Organization of the antiseptic resistance gene qacA and Tn552-related beta-lactamase genes in multidrug- resistant Staphylococcus haemolyticus strains of animal and human origins

Abstract

A part (12 kb) of a plasmid containing the beta-lactamase genes of Tn552, the disinfectant resistance gene qacA, and flanking DNA has been cloned from a Staphylococcus haemolyticus isolate and sequenced. This region was used to map the corresponding regions in six other multiresistant S. haemolyticus isolates of human and animal origin. The organizations of the genetic structures were almost identical in all isolates studied. The beta-lactamase and qacA genes from S. haemolyticus have >99.9% identities at the nucleotide level with the same genes from S. aureus, demonstrating that various staphylococcal species able to colonize animal and human hosts can exchange the genetic elements involved in resistance to antibiotics and disinfectants. The use of antibiotics and disinfectants in veterinary practice and animal husbandry may also contribute to the selection and maintenance of resistance factors among the staphylococcal species. Different parts of the 12-kb section analyzed had high degrees of nucleotide identity with regions from several other different Staphylococcus aureus plasmids. This suggests the contribution of interplasmid recombination in the evolutionary makeup of this 12-kb section involving plasmids that can intermingle between various staphylococcal species.
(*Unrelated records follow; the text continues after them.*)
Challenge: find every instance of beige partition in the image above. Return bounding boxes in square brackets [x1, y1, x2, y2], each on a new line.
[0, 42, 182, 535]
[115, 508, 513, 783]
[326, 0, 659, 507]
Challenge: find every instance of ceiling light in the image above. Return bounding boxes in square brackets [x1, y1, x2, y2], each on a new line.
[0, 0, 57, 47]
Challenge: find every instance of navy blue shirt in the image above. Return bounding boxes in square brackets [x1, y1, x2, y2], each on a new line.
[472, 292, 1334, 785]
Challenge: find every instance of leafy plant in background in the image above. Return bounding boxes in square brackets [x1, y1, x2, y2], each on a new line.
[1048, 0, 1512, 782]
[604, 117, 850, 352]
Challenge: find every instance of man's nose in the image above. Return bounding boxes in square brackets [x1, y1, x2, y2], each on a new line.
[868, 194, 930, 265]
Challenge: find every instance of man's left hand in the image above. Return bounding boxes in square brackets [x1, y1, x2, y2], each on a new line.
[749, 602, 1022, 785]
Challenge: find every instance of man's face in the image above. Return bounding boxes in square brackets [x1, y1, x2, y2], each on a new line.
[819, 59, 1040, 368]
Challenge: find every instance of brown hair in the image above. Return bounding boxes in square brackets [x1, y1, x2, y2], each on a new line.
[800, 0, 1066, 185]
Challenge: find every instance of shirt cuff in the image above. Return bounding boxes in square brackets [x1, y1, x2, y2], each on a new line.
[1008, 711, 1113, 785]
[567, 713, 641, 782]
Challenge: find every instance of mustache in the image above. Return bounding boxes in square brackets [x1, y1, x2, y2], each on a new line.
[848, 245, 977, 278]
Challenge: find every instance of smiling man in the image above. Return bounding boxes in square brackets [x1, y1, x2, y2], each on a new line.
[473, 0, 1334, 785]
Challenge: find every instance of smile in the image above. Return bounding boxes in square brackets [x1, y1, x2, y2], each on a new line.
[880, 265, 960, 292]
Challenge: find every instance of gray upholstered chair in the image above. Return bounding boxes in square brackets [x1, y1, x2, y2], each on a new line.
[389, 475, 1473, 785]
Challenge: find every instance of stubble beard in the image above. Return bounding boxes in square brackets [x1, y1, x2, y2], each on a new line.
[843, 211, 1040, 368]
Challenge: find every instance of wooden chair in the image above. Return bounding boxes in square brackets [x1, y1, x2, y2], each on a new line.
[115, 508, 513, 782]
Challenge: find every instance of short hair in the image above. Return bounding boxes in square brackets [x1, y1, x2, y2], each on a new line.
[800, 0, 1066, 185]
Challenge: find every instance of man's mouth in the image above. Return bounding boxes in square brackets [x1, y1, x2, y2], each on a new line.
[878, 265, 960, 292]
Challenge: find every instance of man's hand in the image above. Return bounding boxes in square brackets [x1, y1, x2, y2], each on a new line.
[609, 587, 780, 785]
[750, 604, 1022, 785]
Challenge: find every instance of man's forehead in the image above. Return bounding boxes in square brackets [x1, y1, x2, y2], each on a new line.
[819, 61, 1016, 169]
The lateral spread of resistance genes between various staphylococcal species is probably facilitated by the generation of large multiresistance plasmids and the subsequent interspecies exchange of them.

FIG. 1.

Physical map of the 12-kb region analyzed in this study containing the β-lactamase genes (the Tn552 bla gene module), antiseptic resistance gene qacA, and a vga-like plasmid inserted downstream of orf2. (A) Organization of bla genes, qacA, and surrounding genes in four strains isolated from the environment of a small-animal veterinary clinic and in two clinical isolates from animals. (B) Organization of bla genes, qacA, and surrounding genes in a clinical isolate of human origin. The bold lines on the restriction map at the top represent the borders of the two cloned HincII fragments of pNVH97A. Shaded genes represent the areas sequenced. pNVH97A (bold) is the only plasmid from which the 12-kb region was completely sequenced. The region was sequenced in four parts: the two HincII clones, the 3-kb bla-qac amplicon, and the 4-kb qac-IS amplicon. The organization of the genes in the remaining animal strains and the human strain was based on hybridization experiments (Table 2) and amplification and sequencing of the bla-qac amplicons of 3 and 5 kb, respectively.

FIG. 2.

Comparison of the approximately 12-kb sequence of pNVH97A to other known plasmid sequences (represented by thin lines). Grey boxes represent regions with high levels of sequence identity (from about 90% for the boxes in light grey to more than 98% for the boxes in darker grey), arrows in IS256 and IS257 denote the directions of the respective transposases, while wider arrows denote the different genes and the directions of those genes. Sources: pIP680, EMBL accession no. AF117259; pS1, EMBL accession no. X52734; pVRSA, EMBL accession no. AP003367; pSK1, EMBL accession nos. X56628 and L23109.